Síndrome del impostor
Poissant ha declarado que vive lo que en su país se denomina el “síndrome del impostor”, esa sensación de haber pasado a jugar en las grandes ligas sin merecerlo aún. Claro que no es una cuestión de volumen de trabajo, así que su paraguas debería ser guardado en el cajón de la falsa modestia. En este debut literario pone en cuestión un universo nutrido de temas que nunca pierden vigencia: agendas minoritarias, enfermedades, guerras, comunicación. Por ej. en los relatos de apertura y cierre la virilidad es un parteaguas doloroso y ni el padre obcecado ni el hijo gay logran salir de sus cotos privados y entender al otro. Tal vez solo los hermanos que protagonizan “Nudistas” logren cerrar con felicidad ese proceso de anagnórisis, expiación y redención que casi todos los personajes de Poissant atraviesan. La violencia está en todos, a veces implosionando y otras explícita: un accidente de auto, una violación, una pelea a golpes, un cáncer. Prisioneros de sus circunstancias, los personajes se revuelven, viajan, ejecutan cambios, aunque les pase como al Brig de “Amputada”: “para deshacerse del infierno había tenido que sacrificar el paraíso”.

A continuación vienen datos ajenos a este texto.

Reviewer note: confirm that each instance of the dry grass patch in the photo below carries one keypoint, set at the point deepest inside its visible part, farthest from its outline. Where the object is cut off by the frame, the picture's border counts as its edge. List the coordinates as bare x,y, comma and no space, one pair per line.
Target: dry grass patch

Al menos en los mejores relatos de El cielo de los animales, Poissant ha sabido conjugar la tensión permanente, el detalle significativo, la complejidad psicológica de los personajes, el manejo del tiempo (flashbacks y flashforwards en constante peloteo) y la variación de los escenarios de un modo certero. Sabe (lo ha dicho) que el escritor debe leerse a sí mismo como editor, no como enamorado de sus historias. Ha dejado que los personajes respiren y vayan a las profundidades, sin descuidar el lenguaje —tiene frases deslumbrantes y metáforas seductoras libres de resbalones preciosistas— y sin tirar línea ideológica, separándose de sus posturas personales aun sin traicionarlas, pero en el entendido de que no está escribiendo al servicio de ellas sino de la creación.
EL CIELO DE LOS ANIMALES, de David James Poissant. Edhasa, 2016. Traducción de Teresa Arijón y Bárbara Belloc. Barcelona, 352 págs.